A Linux machine with a strict overcommit limit can still trigger the OOM killer
We've been running our general use compute servers with strict overcommit handling for total virtual memory for years, because on compute servers we feel we have to assume that if you ask for a lot of memory, you're going to use it for your compute job. As we discovered last fall, hitting the strict overcommit limit doesn't trigger the OOM killer, which can be inconvenient since instead all sorts of random processes start failing since they can't get any more memory. However, we've recently also discovered that our machines with strict overcommit turned on can still sometimes trigger the OOM killer.
At first this made no sense to me and I thought that something was
wrong, but then I realized what is probably going on. You see,
strict overcommit really has two parts, although we don't often
think about the second one; there's the setting itself, ie having
vm.overcommit_memory be 2, and then how much your commit limit
is, set by
vm.overcommit_ratio as your swap space plus some
percentage of RAM. Because we couldn't find an overcommit percentage
that worked for us across our disparate fleet of compute servers
with very varying amounts of RAM, we set this to '100' some years
ago, theoretically allowing our machines with strict overcommit to
use all of RAM plus swap space.
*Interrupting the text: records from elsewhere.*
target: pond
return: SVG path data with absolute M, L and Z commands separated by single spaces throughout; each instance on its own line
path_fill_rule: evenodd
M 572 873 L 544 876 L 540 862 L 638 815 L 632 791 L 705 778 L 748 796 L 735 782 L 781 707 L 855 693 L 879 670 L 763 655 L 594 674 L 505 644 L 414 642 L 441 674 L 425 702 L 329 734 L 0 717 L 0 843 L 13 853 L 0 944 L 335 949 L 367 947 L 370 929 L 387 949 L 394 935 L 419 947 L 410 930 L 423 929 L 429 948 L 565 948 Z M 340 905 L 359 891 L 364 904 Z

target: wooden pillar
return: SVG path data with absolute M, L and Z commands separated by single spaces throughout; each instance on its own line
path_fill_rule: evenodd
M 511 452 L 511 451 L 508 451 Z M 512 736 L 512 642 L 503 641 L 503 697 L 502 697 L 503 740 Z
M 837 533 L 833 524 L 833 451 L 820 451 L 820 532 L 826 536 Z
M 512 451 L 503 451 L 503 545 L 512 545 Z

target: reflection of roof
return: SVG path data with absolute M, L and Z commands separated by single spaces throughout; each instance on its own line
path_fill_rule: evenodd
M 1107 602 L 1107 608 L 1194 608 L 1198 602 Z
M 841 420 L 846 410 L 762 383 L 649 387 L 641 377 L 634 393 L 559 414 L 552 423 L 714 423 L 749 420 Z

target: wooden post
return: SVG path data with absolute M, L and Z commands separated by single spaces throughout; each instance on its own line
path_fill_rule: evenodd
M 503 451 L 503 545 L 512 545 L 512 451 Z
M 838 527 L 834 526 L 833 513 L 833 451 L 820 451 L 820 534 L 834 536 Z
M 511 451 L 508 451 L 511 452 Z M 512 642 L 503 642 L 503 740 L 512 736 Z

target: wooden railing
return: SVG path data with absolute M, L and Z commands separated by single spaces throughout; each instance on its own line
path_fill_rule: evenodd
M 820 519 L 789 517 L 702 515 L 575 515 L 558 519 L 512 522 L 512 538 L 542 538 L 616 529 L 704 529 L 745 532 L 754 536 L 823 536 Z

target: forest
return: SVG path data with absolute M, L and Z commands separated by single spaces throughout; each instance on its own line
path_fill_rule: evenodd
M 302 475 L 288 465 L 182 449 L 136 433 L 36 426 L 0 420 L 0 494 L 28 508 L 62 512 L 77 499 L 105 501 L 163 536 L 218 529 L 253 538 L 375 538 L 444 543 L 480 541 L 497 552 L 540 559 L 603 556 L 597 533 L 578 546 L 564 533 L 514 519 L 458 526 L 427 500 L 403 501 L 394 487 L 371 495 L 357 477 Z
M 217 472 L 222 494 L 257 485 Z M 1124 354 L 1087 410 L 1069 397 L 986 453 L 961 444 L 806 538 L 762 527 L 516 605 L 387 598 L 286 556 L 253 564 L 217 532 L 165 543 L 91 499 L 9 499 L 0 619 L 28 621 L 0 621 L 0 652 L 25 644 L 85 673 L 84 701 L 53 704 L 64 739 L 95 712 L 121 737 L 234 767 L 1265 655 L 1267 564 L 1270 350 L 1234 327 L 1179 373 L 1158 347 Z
Of course, this is not actually
possible in practice, because the kernel needs some amount of memory
to operate itself; how much memory is unpredictable and possibly
This gap between what we set and what's actually possible creates three states the system can wind up in. If you ask for as much memory as you can allocate (or in general enough memory), you run the system into the strict overcommit limit; either your request fails immediately or other processes start failing later when their memory allocation requests fail. If you don't ask for too much memory, everything is happy; what you asked for plus what the kernel needs fits into RAM and swap space. But if you ask for just the right large amount of memory, you push the system into a narrow middle ground; you're under the strict overcommit limit so your allocations succeed, but over what the kernel can actually provide, so when processes start trying to use enough memory, the kernel will trigger the OOM killer.
There is probably no good way to avoid this for us, so I suspect we'll just live with the little surprise of the OOM killer triggering every so often and likely terminating a RAM-heavy compute process. I don't think it happens very often, and these days we have a raft of single-user compute servers that avoid the problem.
Sidebar: The problems with attempting to turn down the memory limit
First, we don't have any idea how much memory we'd need to reserve for the kernel to avoid OOM. Being cautious here means that some of the RAM will go idle unless we add a bunch of swap space (and risk death through swap trashing).
Further, not only would the
vm.overcommit_ratio setting be
machine specific and have to be derived on the fly from the amount
of memory, but it's probably too coarse-grained. 1% of RAM on a 256
GB machine is 2.5 GB, although I suppose perhaps the kernel might
need that much reserved to avoid OOM.
We could switch to using the more recent
vm.overcommit_kbytes (cf), but since
its value is how much RAM to allow instead of how much RAM to reserve
for the kernel, we would definitely have to make it machine specific
and derived from how much RAM is visible when the machine boots.
On the whole, living with the possibility of OOM is easier and less troublesome.